On Mon, Dec 06, 2010 at 05:17:24AM -0800, Avery Pennarun wrote:
>
> My understanding is that readahead() is synchronous (it reads the
> pages, then it returns), but posix_fadvise(POSIX_FADV_WILLNEED) is
> asynchronous (it enqueues the pages for reading, but returns
> immediately). The latter is the behaviour I want. However, AFAICT
> the latter function is running synchronously - it does exactly the
> same thing as readahead() - which kind of defeats the point. I've
> searched around in Google and everybody seems to claim that this
> function really does work in the background as it should, so I'm
> mystified.
readahead and posix_fadvise(POSIX_FADV_WILLNEED) work exactly the same
way, and in fact share mostly the same code path (see
force_page_cache_readahead() in mm/readahead.c).
They are asynchronous in that there is no guarantee the pages will be
in the page cache by the time they return. But at the same time, they
are not guaranteed to be non-blocking. That is, the work of doing the
readahead does not take place in a kernel thread. So if you try to
request I/O than will fit in the request queue, the system call will
block until some I/O is completed so that more I/O requested cam be
loaded onto the request queue.
The only way to fix this would be to either put the work on a kernel
thread (i.e., some kind of workqueue) or in a userspace thread. For
an application programmer wondering what to do today, I'd suggest the
latter since it will be more portable across various kernel versions.

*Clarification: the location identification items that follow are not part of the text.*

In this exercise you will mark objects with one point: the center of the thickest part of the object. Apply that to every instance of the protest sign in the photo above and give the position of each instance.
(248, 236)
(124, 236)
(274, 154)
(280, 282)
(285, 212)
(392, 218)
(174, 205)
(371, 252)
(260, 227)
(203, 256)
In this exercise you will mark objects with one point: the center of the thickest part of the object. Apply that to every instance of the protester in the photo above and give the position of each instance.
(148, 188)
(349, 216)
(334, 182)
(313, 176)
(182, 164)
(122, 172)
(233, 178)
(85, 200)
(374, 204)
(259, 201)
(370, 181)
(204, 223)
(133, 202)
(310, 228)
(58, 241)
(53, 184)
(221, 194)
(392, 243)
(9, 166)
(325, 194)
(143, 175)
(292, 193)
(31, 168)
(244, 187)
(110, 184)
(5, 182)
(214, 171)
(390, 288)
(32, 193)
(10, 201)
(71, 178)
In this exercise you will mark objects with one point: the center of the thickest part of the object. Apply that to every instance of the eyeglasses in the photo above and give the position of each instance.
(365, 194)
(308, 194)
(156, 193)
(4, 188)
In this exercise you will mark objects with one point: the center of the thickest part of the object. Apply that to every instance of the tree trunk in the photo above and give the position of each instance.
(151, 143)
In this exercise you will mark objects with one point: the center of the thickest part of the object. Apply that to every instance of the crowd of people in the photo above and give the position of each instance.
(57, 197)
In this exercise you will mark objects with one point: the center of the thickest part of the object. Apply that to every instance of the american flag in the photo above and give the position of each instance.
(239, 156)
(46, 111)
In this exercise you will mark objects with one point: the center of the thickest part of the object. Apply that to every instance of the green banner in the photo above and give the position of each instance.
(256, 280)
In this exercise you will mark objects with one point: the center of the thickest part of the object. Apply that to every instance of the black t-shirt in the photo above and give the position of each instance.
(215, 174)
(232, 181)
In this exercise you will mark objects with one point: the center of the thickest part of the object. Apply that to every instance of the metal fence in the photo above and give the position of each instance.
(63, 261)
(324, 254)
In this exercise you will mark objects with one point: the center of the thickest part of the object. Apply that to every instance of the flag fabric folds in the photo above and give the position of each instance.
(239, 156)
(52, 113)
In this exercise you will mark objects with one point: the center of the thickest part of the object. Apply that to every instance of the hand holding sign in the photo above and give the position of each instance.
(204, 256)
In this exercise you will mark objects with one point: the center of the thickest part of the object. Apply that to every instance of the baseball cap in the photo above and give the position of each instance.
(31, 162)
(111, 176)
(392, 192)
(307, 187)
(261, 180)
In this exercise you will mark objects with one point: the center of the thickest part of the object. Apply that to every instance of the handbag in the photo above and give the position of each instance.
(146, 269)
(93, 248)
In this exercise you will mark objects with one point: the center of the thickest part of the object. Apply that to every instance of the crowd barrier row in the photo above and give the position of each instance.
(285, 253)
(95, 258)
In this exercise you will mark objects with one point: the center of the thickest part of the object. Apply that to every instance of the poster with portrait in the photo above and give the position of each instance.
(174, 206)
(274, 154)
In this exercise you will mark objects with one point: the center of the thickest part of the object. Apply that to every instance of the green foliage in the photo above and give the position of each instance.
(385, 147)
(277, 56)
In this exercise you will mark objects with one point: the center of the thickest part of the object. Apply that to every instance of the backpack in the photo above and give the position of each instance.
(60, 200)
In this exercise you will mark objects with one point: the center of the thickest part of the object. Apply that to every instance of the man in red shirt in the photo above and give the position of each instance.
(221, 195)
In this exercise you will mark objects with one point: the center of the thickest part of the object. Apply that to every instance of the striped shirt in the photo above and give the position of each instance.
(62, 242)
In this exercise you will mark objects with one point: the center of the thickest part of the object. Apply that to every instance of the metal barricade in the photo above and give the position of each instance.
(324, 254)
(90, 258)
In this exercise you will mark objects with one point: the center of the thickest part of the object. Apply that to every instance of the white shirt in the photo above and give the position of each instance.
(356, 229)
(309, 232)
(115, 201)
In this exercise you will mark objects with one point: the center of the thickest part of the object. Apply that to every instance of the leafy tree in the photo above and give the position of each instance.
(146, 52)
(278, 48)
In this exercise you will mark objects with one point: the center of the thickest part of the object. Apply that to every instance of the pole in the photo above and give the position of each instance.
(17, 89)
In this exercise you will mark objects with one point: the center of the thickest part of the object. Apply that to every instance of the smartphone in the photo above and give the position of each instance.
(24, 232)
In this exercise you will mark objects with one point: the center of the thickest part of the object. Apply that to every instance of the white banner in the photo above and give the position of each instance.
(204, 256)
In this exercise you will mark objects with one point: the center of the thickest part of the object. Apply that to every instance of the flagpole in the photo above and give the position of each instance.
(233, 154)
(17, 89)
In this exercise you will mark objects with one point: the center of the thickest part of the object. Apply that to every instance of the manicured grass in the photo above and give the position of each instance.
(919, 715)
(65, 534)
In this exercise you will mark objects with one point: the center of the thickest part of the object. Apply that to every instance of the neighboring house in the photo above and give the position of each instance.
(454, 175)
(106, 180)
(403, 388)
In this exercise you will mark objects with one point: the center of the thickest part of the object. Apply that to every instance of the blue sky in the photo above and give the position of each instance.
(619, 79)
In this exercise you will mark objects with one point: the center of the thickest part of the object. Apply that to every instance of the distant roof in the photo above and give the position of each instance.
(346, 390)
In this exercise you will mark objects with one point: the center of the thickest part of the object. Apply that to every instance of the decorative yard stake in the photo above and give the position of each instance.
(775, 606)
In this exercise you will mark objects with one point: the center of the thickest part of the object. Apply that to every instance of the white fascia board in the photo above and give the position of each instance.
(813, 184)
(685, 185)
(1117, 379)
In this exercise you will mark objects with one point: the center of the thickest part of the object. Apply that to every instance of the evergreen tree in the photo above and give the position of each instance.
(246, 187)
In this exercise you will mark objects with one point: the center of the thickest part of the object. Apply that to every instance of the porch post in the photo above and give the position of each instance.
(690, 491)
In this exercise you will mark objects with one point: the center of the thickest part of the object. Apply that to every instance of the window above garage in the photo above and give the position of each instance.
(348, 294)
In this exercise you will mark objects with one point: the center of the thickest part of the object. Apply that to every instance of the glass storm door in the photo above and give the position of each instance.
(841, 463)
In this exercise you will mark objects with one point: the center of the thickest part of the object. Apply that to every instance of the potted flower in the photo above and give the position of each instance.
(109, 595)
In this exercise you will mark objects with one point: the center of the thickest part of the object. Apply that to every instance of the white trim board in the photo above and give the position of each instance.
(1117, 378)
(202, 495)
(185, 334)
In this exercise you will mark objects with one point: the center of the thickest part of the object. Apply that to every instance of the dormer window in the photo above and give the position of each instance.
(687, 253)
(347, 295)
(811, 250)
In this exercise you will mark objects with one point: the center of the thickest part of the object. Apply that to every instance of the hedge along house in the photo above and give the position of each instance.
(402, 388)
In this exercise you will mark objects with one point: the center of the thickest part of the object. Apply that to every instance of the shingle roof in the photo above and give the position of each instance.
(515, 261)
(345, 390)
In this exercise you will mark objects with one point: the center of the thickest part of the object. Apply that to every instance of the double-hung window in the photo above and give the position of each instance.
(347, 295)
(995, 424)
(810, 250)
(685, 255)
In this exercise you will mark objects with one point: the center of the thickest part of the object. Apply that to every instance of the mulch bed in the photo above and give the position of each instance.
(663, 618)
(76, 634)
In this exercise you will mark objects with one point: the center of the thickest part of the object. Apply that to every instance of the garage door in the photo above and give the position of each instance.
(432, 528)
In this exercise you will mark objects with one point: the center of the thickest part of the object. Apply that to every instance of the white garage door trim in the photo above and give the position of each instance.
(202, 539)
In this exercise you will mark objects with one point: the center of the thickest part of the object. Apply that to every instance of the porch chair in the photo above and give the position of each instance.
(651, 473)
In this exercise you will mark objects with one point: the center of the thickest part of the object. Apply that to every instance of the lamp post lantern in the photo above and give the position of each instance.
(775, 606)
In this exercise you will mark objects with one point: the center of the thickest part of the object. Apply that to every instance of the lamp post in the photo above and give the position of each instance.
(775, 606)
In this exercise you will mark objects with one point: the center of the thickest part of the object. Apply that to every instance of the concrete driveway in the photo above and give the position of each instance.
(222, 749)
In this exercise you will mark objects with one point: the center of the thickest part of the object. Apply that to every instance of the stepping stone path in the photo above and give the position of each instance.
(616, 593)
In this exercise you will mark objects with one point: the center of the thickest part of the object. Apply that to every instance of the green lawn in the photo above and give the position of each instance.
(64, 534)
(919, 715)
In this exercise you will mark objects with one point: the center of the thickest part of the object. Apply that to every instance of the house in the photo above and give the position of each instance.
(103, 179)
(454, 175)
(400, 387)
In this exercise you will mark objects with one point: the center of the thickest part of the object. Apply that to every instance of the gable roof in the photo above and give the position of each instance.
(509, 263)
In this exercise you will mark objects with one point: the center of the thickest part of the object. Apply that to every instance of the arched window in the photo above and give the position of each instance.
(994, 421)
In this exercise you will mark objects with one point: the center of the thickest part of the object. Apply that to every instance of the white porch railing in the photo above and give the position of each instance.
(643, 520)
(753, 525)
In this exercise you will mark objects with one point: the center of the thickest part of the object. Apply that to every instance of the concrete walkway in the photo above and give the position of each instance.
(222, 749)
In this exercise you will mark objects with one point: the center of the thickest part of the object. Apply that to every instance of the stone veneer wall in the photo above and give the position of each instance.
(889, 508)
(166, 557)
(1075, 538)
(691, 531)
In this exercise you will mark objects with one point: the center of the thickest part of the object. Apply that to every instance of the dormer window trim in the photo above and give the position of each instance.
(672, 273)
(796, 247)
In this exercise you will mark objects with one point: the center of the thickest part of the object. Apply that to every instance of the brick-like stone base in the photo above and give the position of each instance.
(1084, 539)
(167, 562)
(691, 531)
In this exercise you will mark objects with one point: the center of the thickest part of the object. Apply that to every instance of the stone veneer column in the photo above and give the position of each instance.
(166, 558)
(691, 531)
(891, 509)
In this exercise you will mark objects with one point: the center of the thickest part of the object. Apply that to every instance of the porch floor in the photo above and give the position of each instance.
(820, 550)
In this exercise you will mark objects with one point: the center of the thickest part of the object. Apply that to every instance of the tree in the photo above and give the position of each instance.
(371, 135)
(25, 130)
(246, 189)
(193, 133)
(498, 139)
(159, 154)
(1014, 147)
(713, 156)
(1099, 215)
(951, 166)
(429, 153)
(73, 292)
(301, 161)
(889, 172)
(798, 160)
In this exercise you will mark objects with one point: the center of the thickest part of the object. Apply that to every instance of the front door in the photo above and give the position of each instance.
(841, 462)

This does leave the question about whether we should change the kernel
to allow readahead() and posix_fadvise(POSIX_FADV_WILLNEED) to be
non-blocking and do this work in a workqueue (or via some kind of
callback/continuation scheme). My worry is just doing this if a user
application does something crazy, like request gigabytes and gigabytes
of readahead, and then repents of their craziness, there should be a
way of cancelling the readahead request. Today, the user can just
kill the application. But if we simply shove the work to a kernel
thread, it becomes a lot harder to cancel the readahead request. We'd
have to invent a new API, and then have a way to know whether the user
has access to kill a particular readahead request, etc.
- Ted
P.S. Yes, I know force_page_cache_readahead() doesn't currently have
a check for signal_pending(current) to break out of its loop. But it
should, and that's a fixable problem. The problem with pushing
readahead work into kernel thread is a conceptual one; our current
API's give no way cancelling the readahead request today.